Sur la base du chiffre fourni par Volkwagen, en Chine la production de CO2 au km est de : (11,7 x 1,35 x 770) / 100 = 121 g au km soit sensiblement la même chose qu’une voiture moyenne à moteur thermique. En se basant sur les chiffres de consommation de L’EPA, les émissions d’une Smart Fortwo en Chine, seraient de l’ordre de 206 g de CO2, soit deux fois plus que les émissions des meilleures voitures diesel. Notez que notre réflexion ne tient compte ici que du CO2 et pas des quantités gigantesques d’autres polluants générés par les centrales à charbon.
Analyse de cycle de vie
Une vraie comparaison de la voiture électrique et de la voiture thermique supposerait toutefois une analyse du cycle de vie. C’est ce qu’a réalisé l’Ademe [7], montrant l’avantage de la voiture électrique par rapport à une voiture diesel dans la France nucléaire, mais pas en Allemagne dont 40% de l’électricité est encore produite par du charbon. Ceci étant le résultat de l’étude dépend beaucoup du chiffre des émissions de CO2 du kWh nucléaire, chiffre qui varie d’un facteur 1 à 10 selon les camps (l’Ademe prend 110 g). Reste qu’en 2035, de toute façon, 40% de l’électricité du monde viendra encore du charbon (selon l’Agence internationale de l’énergie).
Notez enfin, mais c’est assez difficile à comprendre, que tant qu’il reste une proportion notable de centrales électriques au charbon dans un territoire donné, il est préférable, au plan des émissions de CO2, de ne pas rouler à l’électricité (voir notre article Voiture électrique combien de CO2 ? ).
En Chine, la consommation de charbon pour produire de l’électricité ne cessera d’augmenter en valeur absolue jusqu’en 2030 même si sa part relative baissera à 58 % [ibid, 1]
Électrique ou pas, la voiture urbaine est une aberration écologique
L’exemple chinois nous montre que les constructeurs sont prêts à s’asseoir sur toute velléité de bonne conscience environnementale dès lors qu’il s’agit de faire des affaires. Avec eux les lobbies du pétrole, du charbon, des travaux publics, et plus spécifiquement pour la voiture électrique, les promoteurs du nucléaire.
Curieusement, à notre connaissance, aucune étude sérieuse ne montre le coût réel de l’automobile au km parcouru en zone urbaine (coût de la voiture, du carburant, de l’entretien, de l’infrastructure et de l’administration routière) ; encore moins le coût social et environnemental (temps perdu dans les encombrements, impact sur la santé, sur la consommation de terres agricoles…) ; et jamais la vitesse réelle d’une voiture dans les grandes agglomérations n’a fait l’objet d’une étude globale prenant l’ensemble du temps consacré à la voiture.
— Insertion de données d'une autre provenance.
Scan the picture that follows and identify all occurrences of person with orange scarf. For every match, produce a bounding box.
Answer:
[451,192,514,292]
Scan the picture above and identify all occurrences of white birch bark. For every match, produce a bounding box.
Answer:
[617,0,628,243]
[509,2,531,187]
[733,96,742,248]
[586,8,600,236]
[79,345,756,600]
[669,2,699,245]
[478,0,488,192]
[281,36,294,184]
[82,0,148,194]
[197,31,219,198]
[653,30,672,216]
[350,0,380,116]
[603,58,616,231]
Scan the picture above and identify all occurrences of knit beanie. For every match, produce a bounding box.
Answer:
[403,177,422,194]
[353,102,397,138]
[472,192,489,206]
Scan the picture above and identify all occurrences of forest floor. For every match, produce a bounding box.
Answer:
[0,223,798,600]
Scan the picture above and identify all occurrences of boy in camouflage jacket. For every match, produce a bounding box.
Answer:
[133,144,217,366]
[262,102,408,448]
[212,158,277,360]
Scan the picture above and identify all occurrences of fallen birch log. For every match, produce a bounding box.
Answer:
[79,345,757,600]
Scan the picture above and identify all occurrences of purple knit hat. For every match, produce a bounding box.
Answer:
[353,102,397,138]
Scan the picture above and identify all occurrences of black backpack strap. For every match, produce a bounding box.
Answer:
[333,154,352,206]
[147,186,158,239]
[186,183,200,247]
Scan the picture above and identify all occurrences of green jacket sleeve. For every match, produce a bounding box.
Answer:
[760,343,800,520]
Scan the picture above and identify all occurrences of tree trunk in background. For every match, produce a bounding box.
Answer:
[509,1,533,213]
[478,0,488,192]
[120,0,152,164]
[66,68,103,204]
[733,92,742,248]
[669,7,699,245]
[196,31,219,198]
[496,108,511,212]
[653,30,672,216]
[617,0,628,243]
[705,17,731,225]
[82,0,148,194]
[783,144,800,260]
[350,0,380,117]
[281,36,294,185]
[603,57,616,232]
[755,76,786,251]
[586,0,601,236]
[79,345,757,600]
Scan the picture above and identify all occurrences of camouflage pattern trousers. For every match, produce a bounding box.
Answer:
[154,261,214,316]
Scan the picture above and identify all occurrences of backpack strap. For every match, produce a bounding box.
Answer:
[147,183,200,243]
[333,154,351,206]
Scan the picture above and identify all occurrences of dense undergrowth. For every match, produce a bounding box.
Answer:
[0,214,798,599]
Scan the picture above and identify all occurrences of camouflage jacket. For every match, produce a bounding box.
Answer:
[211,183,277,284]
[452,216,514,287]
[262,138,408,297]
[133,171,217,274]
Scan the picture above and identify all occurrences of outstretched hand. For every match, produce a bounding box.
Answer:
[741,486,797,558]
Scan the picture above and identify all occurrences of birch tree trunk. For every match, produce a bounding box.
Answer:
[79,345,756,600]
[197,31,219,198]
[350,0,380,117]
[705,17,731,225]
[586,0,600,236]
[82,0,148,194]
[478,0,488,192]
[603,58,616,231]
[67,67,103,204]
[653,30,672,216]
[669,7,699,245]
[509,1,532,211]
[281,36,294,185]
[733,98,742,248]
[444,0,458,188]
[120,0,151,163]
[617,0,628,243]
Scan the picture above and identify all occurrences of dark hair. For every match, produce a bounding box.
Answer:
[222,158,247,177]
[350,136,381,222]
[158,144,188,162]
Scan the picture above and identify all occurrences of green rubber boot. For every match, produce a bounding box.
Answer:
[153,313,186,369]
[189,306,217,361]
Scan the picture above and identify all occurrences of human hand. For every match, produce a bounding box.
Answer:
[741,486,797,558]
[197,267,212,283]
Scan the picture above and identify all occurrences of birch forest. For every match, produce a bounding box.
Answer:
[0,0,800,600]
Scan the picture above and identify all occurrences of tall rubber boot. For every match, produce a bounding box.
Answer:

Car rappelons que la vitesse c’est le nombre de kilomètres parcourus divisé par le temps passé. Reste que le temps passé, n’est pas seulement celui passé dans sa voiture, mais également celui passé à travailler pour acheter la voiture, payer le carburant, l’assurance, l’entretien, les impôts nécessaires à la construction et à l’administration du réseau routier.
Il est fort probable que la vitesse réelle en zone urbaine, calculée sur ces bases, soit à peine supérieure à celle d’un homme à pied et que, collectivement parlant, l’automobile sous sa forme actuelle, électrique ou pas, soit une catastrophe. On pourra se référer à une étude du Commissariat à la prospective pour qui “le mode d’usage actuel de l’automobile est incompatible avec les exigences énergétiques et environnementales“ .
En Chine, la publicité montre la voiture comme un outil de liberté, de puissance, de plaisir (sur de belles routes de montagnes par exemple), et la promeut comme un signe d’émancipation sociale sans lequel il serait impossible de séduire une femme. Si ça vous rappelle nos trente glorieuses, lisez l’excellent ouvrage d’un collectif de chercheurs et d’historiens français “Une autre histoire des Trente Glorieuses : Modernisation, contestations et pollutions dans la France d’après-guerre”, ouvrage qui dénonce le mythe d’une vie meilleure pour le plus grand nombre mesurée en quantité de biens d’équipements (9).
Notes
1) www.fueleconomy.gov
2) Source Bloomberg New Energy Finance
3) Carma, Carbon Monitoring for action
4) IEA, Statistics, China (People’s Republic of), Electricity and Heat, 2011.
5) Voir à ce sujet l’excellent article de Bernard Laponche, physicien nucléaire, expert en politiques de l’énergie
6) 1 / 0,74
7) Ademe, Analyse du cycle de vie comparative véhicule électrique – véhicule thermique – Nov. 2013
8) L’étude montre que la consommation d’énergie primaire du véhicule électrique est inférieure à celle d’un véhicule thermique essence sur l’ensemble de son cycle de vie et légèrement supérieure à celles d’un véhicule thermique diesel. Les résultats sont équivalents en France et en Allemagne. Le véhicule électrique français a un impact potentiel de changement climatique inférieur au véhicule thermique à partir de 80 000 km. Il est équivalent en Allemagne jusqu’à 200 000 km (limite supérieure de l’étude).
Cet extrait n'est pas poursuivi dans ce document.